Auteur : Laetitia Lemaire
Publié : vendredi 16 novembre 2018

Judiciaire. La vingtaine d’agriculteurs, jugés en première instance à Bergerac pour des actions menées lors d’une manifestation, à Sarlat, en août 2015, comparaissaient face à la Cour d’appel de Bordeaux, mardi 13 novembre.

« Ce sont de braves gens »

Ils sont venus en nombre. Paisiblement, plus d’une soixantaine d’agriculteurs se sont retrouvés au pied des marches de la Cour d’appel de Bordeaux. Pour pique-niquer et “manifester“. Manifester leur soutien plutôt que leur mécontentement. Car une vingtaine d’entre eux étaient cités à comparaître pour un procès en appel. Les faits qui leur sont reprochés : dépôt d’ordures dans un lieu non-autorisé et vol en réunion, lors d’une manifestation qui s’est déroulée à Sarlat, en août 2015.

Cet été-là, justement, les agriculteurs s’étaient levés comme un seul homme, avaient pris leurs tracteurs, leurs bennes de fumier et une ou deux tonnes à lisier pour aller manifester leur colère et leur désespoir.

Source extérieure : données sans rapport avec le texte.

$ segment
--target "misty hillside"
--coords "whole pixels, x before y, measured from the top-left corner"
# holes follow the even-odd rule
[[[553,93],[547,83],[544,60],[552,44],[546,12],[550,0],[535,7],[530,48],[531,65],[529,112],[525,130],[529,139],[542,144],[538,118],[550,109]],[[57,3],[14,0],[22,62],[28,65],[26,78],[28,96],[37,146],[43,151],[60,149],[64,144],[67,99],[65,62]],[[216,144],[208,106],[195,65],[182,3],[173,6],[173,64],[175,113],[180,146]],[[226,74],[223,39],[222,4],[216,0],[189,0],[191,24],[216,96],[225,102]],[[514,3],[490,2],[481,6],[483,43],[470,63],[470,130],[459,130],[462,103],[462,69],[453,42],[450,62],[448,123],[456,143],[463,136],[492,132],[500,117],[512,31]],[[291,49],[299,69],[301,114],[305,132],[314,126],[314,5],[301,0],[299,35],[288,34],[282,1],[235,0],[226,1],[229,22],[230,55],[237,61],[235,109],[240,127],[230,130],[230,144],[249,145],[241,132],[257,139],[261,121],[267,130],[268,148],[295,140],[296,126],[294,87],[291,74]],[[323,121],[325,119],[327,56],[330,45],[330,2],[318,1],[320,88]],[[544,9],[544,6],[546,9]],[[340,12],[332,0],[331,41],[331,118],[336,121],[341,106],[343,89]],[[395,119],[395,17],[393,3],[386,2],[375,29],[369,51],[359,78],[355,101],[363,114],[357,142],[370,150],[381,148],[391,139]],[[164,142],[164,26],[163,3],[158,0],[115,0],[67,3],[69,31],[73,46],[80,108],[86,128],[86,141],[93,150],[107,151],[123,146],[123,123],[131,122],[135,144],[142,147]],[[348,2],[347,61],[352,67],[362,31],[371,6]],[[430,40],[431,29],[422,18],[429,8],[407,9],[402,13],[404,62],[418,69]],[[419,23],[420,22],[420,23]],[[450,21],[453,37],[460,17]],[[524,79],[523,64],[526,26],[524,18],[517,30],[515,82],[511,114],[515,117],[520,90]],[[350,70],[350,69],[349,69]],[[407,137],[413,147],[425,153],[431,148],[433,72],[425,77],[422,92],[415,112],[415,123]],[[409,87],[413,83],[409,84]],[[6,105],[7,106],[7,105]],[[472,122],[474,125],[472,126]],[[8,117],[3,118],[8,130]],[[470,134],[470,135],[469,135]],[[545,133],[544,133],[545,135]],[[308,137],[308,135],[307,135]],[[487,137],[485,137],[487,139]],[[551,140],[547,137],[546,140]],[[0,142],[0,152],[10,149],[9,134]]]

Deux ans plus tard, en première instance, le tribunal de Bergerac relaxait les vingt qui étaient poursuivis par quatre grandes surfaces (Casino, Leader Price, Lidl et Leclerc). Trois ans plus tard, les voilà de nouveau au tribunal, jugés en appel. Leur détresse est la même, mais ils sont tous largement calmés. D’où la manifestation qui n’en est pas une, à l’extérieur du palais. « Quelle que soit la décision prise aujourd’hui, les agriculteurs, maintenant, n’ont plus envie ou ont peur d’aller manifester », déplore Pierre-Henri Chanquoi, président des Jeunes Agriculteurs de Dordogne.

« Une hérésie juridique »

 Pas tant que les syndicats ont envie de remettre le monde agricole dans la rue, mais comme le rappelle Pierre-Henri Chanquoi « c’est le droit à manifester qui est en question. Ce jour-là, à Sarlat, on nous a tendu un piège... pour qu’à terme, les agriculteurs n’aient plus jamais envie de protester. »

Mais lors de sa plaidoirie, l’avocate de la partie civile (Casino et Leader Price) souligne : « Ce que condamnent les enseignes, ce n’est pas la détresse des agriculteurs mais les abus », avant de se focaliser sur le jugement de première instance : « C’est une hérésie juridique. Il est impossible de laisser un jugement qui donne une légitimité aux agriculteurs non pour manifester mais pour le faire sans limites. »

L’appel des syndicats 

Tel était le point de faiblesse sur lequel la défense, en la personne de Me Ducos-Ader, savait qu’elle serait attaquée, lors de cet appel. « Plus on monte dans la juridiction, plus le problème juridique s’affine ». En réaction, la défense s’est donc appliquée à démontrer que tout a été fait dans les règles, selon des ordres précis. « Les gens qui sont poursuivis n’ont fait qu’obéir aux consignes. » Un axe de défense appuyé par le témoignage des prévenus : « Sur mon tracteur, on ne le voit pas sur les photos mais c’est le drapeau de la FDSEA qui est accroché, pas celui de mon EARL » ; « J’ai répondu à l’appel syndical ».

Me Ducos-Ader ajoute, s’adressant au président de la cour : « Ce ne sont pas des casseurs. Ce sont de braves gens, venus vous dire que vous n’avez pas à rougir de ne pas modifier un premier jugement qui était humain. » Il ne s’est pas privé de tempêter ensuite sur la partie civile (Casino), qui réclame 5 500 e de dommages et intérêts, « le préjudice maximum ; mais vous prenez les agriculteurs pour des vaches à lait ! » L’avocate générale a, quant à elle, demandé réformation du jugement ainsi que des amendes assorties de sursis, « pour qu’il y ait un droit de manifester, bien sûr, mais un droit de voler, non ».

Le jugement sera rendu le 11 décembre prochain.